End of Hollywood Strike

Christian Myers

On Wednesday, Nov. 9, The Screen Actors Guild-American Federation of Television and Radio Artists (SAG-AFTRA) announced it had reached a deal with The Alliance of Motion Picture and Television Producers (AMPTP), effectively ending the 118-day actor’s strike following months of negotiations and a combined strike with the Writers Guild of America.

SAG-AFTRA also announced that its national board approved the agreement, 86 percent to 14 percent and recommended union members vote to ratify it. They concluded the strike after reaching agreements regarding the necessity of consent and compensation for the use of AI when creating doubles, particularly fabricated performers generated from that AI. As a result of this strike, actors can now resume promoting projects they are involved in, alongside an increased minimum wage.

However, Sharma, a member of the negotiating committee, expressed concerns about potential loopholes in creating AI performers. He highlighted that if a fabricated performer doesn’t distinctly replicate a certain actor, none of the protections would apply, raising worries about the effectiveness of the safeguards.

The deal seemed rushed despite the 118-day strike, lacking guaranteed protections. There are evident loopholes concerning AI performers that the actors' guild will need to continue fighting to address. These loopholes risk undermining the core reason SAG-AFTRA was fighting for—preventing the use of both living and deceased actors through AI without consent.

While the strike was necessary, it inadvertently led to unforeseen consequences, notably delays in movie filming and screening. For instance, "Captain America: Brave New World" initially set for a Jul. 24, 2024, release, is now scheduled for Valentine’s Day in 2025, almost a year later. Similarly, Disney’s "Snow White" was postponed from Mar. 22, 2024, to Mar. 21, 2025, resulting in a year-long delay.
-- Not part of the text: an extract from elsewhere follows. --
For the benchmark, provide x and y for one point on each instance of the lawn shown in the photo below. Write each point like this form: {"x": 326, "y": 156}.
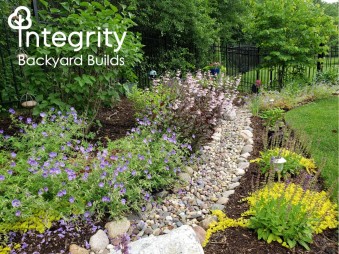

However, these setbacks, although substantial, served the noble cause of advocating for reform in Hollywood's treatment of actors. They were a small price to pay for such a significant change.

Overall, in my view, the strike was a positive force that prompted substantial changes in how the film industry treats its actors and approaches using AI to depict deceased actors without permission.

However, I foresee the need for continued advocacy to solidify these changes. The ever-evolving power and applications of AI will likely lead film companies to explore new, unforeseen uses. It remains to be seen how AI will progress and how it will impact the industry moving forward.